As LVMPD Undersheriff Kevin McMahill stated to press, the police department is conducting an internal investigation to clarify these issues, and officers have asked the public to submit footage, as multiple witnesses were in the area capturing the arrest on cell phone cameras.
Before this incident, Bennett had been a longstanding critic of police brutality.
Two years ago, Bennett pushed back against teammate Richard Sherman, when Sherman shifted focus from police abuse to critique intra-racial violence. In a press conference, Bennett defended the Black Lives Matter movement stating:
“I think the Black lives thing is more about the social injustice, not so much the injustice of people killing within the community, it’s about the social injustice of the people that is supposed to protect them,and building the community through the black community”
Bennett has been increasingly outspoken since.
Last year, he questioned why other football players were just “taking the dollars” and not calling out injustice, like famous players in the NBA. He has also sat during the singing of the National Anthem before NFL games, in solidarity with former 49ers player Colin Kaepernick.

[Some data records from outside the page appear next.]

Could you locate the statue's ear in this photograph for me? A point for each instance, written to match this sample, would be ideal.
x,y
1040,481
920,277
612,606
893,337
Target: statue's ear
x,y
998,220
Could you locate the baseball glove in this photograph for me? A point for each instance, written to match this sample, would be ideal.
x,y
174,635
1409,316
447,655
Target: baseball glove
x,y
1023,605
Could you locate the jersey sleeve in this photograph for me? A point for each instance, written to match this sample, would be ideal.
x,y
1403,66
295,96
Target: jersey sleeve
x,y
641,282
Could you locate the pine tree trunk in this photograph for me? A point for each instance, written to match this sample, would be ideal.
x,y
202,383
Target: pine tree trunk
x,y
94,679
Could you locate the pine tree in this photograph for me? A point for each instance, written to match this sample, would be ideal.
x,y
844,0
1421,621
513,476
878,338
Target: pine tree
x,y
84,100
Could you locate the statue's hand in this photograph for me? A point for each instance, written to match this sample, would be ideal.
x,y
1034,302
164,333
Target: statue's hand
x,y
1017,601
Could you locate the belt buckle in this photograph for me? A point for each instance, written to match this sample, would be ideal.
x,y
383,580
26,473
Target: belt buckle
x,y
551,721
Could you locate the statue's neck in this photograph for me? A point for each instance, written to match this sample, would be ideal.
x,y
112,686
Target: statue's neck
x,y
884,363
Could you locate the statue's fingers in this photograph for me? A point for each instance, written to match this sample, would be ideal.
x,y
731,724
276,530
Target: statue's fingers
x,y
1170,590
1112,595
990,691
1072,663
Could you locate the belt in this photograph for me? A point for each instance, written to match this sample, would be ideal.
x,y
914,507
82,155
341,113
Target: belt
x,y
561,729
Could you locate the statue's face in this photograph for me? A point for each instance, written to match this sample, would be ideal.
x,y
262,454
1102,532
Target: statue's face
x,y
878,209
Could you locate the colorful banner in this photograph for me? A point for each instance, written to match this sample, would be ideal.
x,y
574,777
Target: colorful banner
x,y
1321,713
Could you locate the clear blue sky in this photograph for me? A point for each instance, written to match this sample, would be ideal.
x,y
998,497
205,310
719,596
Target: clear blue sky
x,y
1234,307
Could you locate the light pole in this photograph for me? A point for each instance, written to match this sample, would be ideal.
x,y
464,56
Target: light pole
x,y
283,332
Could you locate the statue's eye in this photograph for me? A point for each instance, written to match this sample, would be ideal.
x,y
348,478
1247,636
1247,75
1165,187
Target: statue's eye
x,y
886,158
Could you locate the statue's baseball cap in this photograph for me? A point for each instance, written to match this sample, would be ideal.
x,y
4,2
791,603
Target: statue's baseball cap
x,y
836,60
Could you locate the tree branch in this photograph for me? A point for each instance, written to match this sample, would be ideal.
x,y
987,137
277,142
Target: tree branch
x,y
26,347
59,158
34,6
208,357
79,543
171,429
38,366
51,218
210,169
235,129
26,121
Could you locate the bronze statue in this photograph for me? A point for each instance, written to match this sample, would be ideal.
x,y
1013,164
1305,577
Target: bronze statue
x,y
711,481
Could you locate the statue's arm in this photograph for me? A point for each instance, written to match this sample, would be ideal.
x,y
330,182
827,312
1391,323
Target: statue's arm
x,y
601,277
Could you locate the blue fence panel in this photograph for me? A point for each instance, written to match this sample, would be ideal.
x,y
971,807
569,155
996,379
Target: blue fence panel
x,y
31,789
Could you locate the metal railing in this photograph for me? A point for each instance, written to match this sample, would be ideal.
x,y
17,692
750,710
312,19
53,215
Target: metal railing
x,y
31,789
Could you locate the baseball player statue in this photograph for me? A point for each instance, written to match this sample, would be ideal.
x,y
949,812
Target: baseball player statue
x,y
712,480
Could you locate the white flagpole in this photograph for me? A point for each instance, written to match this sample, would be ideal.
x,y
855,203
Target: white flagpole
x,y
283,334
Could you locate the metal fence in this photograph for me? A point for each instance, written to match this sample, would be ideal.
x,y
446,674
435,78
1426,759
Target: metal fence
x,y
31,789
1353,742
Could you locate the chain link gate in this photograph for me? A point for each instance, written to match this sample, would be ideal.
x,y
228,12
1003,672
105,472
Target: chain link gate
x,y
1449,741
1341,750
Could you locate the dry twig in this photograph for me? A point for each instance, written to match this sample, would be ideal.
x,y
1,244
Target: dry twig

In this public letter, Bennett’s pleas were more than a call against injustice. They were personal.
Before stating that he has retained an attorney to file a lawsuit against, he notes: “The system failed me. I can only imagine what Eric Garner, Michael Brown, Trayvon Martin, Tamir Rice, and Charleena Lyles felt,” all Black men and women who died at the hands of police or vigilante violence within the last four years.